Waterman's Arrowplane a successful flying car

While Santa Monica's position in the fabric of the aviation industry goes unquestioned, little is said of Waldo Waterman, the Santa Monican who pursued the dream of marrying the power of the automobile with the majesty of flight.

» Technology | Tuesday, December 20, 2011 • Air News Times
In the first half of the 20th century, Santa Monica was the beating heart of the aviation industry. Douglas Aircraft led the way in innovation, pioneering a series of planes for business and the military, the predecessors of the modern jet airplane.

It transformed a sleepy, bedroom community, filling it with blue collar jobs and people.

And yet if you ask those knowledgeable about aviation and its place in Santa Monica's past about the Arrowplane or its creator Waldo Waterman, the details becomes murkier.

Dan Ryan, managing director of Santa Monica's new Museum of Flying heard of it through whispers.

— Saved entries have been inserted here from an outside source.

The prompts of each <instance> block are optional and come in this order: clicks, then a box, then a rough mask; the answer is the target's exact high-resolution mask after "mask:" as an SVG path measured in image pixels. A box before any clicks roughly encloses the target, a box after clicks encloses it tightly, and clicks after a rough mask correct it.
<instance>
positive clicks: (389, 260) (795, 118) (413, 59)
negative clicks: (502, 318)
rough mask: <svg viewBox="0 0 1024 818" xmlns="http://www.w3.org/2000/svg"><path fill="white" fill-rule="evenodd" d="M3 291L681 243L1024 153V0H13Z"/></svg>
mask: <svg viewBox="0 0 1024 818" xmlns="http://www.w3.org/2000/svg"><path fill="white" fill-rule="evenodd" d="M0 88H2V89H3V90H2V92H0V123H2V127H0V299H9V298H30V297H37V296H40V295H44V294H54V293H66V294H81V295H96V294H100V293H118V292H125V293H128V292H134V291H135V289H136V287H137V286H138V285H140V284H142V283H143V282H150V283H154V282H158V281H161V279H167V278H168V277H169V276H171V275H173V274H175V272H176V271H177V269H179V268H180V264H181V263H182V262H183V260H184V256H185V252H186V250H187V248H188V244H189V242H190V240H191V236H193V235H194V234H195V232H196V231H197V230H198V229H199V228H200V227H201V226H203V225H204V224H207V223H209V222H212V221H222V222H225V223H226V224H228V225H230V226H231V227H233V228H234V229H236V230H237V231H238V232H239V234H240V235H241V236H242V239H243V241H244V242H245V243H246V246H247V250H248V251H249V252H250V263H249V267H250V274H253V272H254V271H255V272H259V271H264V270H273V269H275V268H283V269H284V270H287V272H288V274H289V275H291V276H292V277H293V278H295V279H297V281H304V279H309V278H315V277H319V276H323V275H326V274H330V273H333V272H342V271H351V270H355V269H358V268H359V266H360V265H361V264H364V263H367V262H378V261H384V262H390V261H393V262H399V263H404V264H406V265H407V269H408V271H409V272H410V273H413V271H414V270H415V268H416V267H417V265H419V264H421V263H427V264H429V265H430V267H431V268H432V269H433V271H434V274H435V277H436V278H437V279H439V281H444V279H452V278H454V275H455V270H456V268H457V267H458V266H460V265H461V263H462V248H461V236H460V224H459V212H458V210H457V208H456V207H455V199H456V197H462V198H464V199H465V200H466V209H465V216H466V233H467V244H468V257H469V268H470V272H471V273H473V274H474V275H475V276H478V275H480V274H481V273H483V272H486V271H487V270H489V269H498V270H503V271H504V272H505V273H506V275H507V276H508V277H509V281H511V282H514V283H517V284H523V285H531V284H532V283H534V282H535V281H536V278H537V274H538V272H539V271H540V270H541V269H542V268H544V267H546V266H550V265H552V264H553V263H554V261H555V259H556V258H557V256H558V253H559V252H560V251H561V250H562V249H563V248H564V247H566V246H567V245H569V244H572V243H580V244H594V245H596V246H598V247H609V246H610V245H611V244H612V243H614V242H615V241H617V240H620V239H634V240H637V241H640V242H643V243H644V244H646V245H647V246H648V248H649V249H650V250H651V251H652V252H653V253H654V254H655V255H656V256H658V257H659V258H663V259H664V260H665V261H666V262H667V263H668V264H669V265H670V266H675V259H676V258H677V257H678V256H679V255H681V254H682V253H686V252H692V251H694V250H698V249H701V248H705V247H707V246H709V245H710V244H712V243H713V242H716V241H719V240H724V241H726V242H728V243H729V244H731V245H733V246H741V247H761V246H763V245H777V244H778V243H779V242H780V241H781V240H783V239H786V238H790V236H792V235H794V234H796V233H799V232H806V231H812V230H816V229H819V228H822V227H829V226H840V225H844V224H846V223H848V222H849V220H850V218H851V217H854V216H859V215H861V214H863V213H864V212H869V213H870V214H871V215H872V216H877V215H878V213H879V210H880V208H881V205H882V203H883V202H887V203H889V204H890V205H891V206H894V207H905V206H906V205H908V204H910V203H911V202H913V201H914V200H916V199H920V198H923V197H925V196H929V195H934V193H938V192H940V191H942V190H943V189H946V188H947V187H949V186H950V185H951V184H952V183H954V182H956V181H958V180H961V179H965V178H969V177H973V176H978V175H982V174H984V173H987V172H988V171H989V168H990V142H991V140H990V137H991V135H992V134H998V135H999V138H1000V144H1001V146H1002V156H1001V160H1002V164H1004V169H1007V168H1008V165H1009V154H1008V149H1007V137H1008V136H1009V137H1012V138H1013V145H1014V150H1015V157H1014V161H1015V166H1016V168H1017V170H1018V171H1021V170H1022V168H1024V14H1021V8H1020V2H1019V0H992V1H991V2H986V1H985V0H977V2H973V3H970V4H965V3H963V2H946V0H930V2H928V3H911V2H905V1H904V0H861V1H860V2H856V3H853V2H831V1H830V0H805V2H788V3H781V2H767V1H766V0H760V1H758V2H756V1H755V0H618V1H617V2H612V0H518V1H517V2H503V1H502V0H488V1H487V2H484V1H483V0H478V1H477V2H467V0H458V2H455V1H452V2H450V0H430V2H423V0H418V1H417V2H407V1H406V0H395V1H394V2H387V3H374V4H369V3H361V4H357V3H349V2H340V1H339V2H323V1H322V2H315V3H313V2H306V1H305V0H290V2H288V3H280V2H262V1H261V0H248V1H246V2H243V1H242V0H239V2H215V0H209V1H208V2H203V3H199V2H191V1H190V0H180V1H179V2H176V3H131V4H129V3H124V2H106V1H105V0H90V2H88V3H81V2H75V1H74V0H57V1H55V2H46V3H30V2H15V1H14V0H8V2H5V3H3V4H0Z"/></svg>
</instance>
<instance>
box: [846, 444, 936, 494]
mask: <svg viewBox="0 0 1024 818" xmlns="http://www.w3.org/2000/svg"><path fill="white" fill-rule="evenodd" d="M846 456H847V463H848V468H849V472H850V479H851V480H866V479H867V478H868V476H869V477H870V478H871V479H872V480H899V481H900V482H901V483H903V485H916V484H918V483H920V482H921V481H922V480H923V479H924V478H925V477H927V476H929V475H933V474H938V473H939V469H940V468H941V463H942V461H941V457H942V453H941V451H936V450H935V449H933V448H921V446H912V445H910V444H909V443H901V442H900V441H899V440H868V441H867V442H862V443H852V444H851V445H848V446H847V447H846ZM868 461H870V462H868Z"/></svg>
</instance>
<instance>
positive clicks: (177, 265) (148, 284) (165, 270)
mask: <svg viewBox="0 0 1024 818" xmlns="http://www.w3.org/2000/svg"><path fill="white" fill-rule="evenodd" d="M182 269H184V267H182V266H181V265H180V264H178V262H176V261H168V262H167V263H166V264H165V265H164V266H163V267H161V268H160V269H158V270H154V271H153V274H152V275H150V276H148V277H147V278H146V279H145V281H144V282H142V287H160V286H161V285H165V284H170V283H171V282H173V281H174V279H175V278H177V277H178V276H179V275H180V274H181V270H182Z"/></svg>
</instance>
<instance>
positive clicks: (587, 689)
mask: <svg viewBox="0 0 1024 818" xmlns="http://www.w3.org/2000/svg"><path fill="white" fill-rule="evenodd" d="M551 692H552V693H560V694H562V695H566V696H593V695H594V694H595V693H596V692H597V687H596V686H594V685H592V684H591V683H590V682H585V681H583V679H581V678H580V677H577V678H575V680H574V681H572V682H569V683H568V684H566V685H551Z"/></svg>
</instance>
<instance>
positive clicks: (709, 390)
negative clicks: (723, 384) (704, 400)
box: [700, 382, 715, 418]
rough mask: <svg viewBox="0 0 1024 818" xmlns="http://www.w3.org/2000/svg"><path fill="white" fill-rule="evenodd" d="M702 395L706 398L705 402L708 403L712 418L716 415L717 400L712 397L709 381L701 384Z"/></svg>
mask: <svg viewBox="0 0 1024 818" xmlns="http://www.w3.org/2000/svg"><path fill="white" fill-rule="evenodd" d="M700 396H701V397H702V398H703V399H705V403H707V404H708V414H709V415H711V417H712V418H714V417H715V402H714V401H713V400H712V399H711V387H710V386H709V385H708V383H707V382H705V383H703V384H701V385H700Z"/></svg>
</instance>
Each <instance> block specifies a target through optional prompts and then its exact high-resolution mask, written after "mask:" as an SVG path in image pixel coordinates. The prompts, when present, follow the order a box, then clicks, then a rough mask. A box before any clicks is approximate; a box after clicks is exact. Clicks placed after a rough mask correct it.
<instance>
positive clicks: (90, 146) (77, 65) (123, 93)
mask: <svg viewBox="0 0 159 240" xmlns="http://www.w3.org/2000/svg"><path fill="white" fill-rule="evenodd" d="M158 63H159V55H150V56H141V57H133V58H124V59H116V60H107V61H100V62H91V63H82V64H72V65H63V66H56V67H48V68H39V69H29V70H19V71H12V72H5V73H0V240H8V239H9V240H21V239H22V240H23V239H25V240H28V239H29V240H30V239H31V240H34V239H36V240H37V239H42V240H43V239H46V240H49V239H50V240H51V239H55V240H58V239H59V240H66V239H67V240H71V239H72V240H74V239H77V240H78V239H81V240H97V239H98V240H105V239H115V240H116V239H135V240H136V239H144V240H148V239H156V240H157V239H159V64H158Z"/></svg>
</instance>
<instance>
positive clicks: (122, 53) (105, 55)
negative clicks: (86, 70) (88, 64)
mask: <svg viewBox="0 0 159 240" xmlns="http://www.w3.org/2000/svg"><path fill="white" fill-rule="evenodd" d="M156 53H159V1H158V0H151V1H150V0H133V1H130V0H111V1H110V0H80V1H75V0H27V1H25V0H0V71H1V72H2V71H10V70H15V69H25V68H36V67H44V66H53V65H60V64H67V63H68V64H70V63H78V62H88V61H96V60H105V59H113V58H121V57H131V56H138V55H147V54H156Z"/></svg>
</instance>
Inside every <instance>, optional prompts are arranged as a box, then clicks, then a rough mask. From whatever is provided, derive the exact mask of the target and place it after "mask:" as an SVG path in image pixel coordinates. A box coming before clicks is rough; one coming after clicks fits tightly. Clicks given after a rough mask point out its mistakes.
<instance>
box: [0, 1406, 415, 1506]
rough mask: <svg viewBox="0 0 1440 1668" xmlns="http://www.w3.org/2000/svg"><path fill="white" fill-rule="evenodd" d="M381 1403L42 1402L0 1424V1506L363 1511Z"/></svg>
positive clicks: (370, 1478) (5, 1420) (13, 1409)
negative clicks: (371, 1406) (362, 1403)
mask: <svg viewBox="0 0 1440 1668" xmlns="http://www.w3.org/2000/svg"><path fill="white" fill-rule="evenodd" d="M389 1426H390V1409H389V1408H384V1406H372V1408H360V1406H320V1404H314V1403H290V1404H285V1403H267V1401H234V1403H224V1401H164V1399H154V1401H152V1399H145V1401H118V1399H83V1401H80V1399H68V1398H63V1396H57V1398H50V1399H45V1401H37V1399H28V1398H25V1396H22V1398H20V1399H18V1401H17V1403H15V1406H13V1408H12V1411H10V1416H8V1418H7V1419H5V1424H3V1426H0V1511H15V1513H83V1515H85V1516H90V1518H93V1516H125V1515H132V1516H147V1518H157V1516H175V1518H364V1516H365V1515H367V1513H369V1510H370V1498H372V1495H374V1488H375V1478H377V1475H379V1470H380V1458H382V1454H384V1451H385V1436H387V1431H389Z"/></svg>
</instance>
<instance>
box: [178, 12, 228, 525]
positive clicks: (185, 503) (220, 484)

"It was lore from someone at the airport, years ago," Ryan said. "One of the old timers."

In fact, the Arrowplane was one of the early, relatively successful attempts at a goal almost as old as aviation itself — creating a vehicle that could take to the air as easily as it cruised America's highways and byways, and was accessible to the common man.

The 1920s sparked the "flivver" movement, an attempt by the federal Bureau of Air Commerce Chief Eugene Vidal to inspire American companies to create an airplane that cost under $700 and was safe, said Dorothy Cochrane, the curator of general aviation at the Smithsonian National Air and Space Museum in Washington, D.C. where two of Waterman's designs hang.

"Some people derided the idea that you could build a $700 aircraft," Cochrane said, "and indeed, they were right."

Nevertheless, the competition Vidal began led Waterman, a Santa Monica tinkerer and inventor, to create the Arrowplane, an evolution of previous designs that meant to marry land and air.

Combining the two technologies required for flight and driving is an inherently difficult task, said Bob Trimborn, manager of the Santa Monica Airport.

"You have boat planes, and sea-going planes, because they act the same way. You take a hull and put a wing on it and away you go," Trimborn said. "A car is a wholly different thing."

Inventors had to balance a car's heft with an airplane's need for lightness, and find a way for the plane's rotor not to strike the ground or anything else while driving at street level, among other challenges.

According to the Smithsonian, Waterman's first attempt at a tailless, road-worthy airplane was inspired by Glenn Curtiss, a pioneer aviator and creator of the amphibian, an aircraft that could glide on both wind and water, who fancied the idea of being able to drive away from a landing in field or water.

In 1932, a year before the federal government would announce its competition, Waterman designed and test flew the "Whatsit," so-called because its strange appearance caused passersby to ask, "What is it?"

The Whatsit featured detachable wings that the driver/pilot could affix to the aircraft before taking off. It lacked pitch stability, and was nearly destroyed in an early test-run, which led Waterman to put the project in storage.

In 1933, Vidal issued his challenge, and when Waterman looked at the entry requirements, he saw that they were similar to the years of work he'd already put into the Whatsit. That model he redesigned into what is now called the Arrowplane, which won the federal competition.

Waterman established a company and planned for an assembly line for later versions of the Arrowplane, called the Aerobile, at what is now a Midas auto repair shop at Fifth Street and Colorado Avenue, said Nina Fresco, a landmarks commissioner in Santa Monica.

Video, which can be found on the website www.criticalpast.com, shows the Aerobile in flight.

Others, including designer and brush salesman R. Buckminster Fuller, also attempted to bring the flying car mainstream. All failed, in part as a result of the lack of investment in Depression-era America.

Still, the dream of the flying car lives on in popular culture — think "The Jetsons" — and, next year, on America's roads.

A group of Massachusetts Institute of Technology graduates based a company, Terrafugia, on the idea.

Terrafugia markets the Transition, a plane which can fold its wings up and drive on the road at speeds of 100 miles per hour.

It's expected to hit the pavement in 2012, according to the company's website.

"It's an ever-enduring quest," Cochrane said. "I don't see anybody stopping."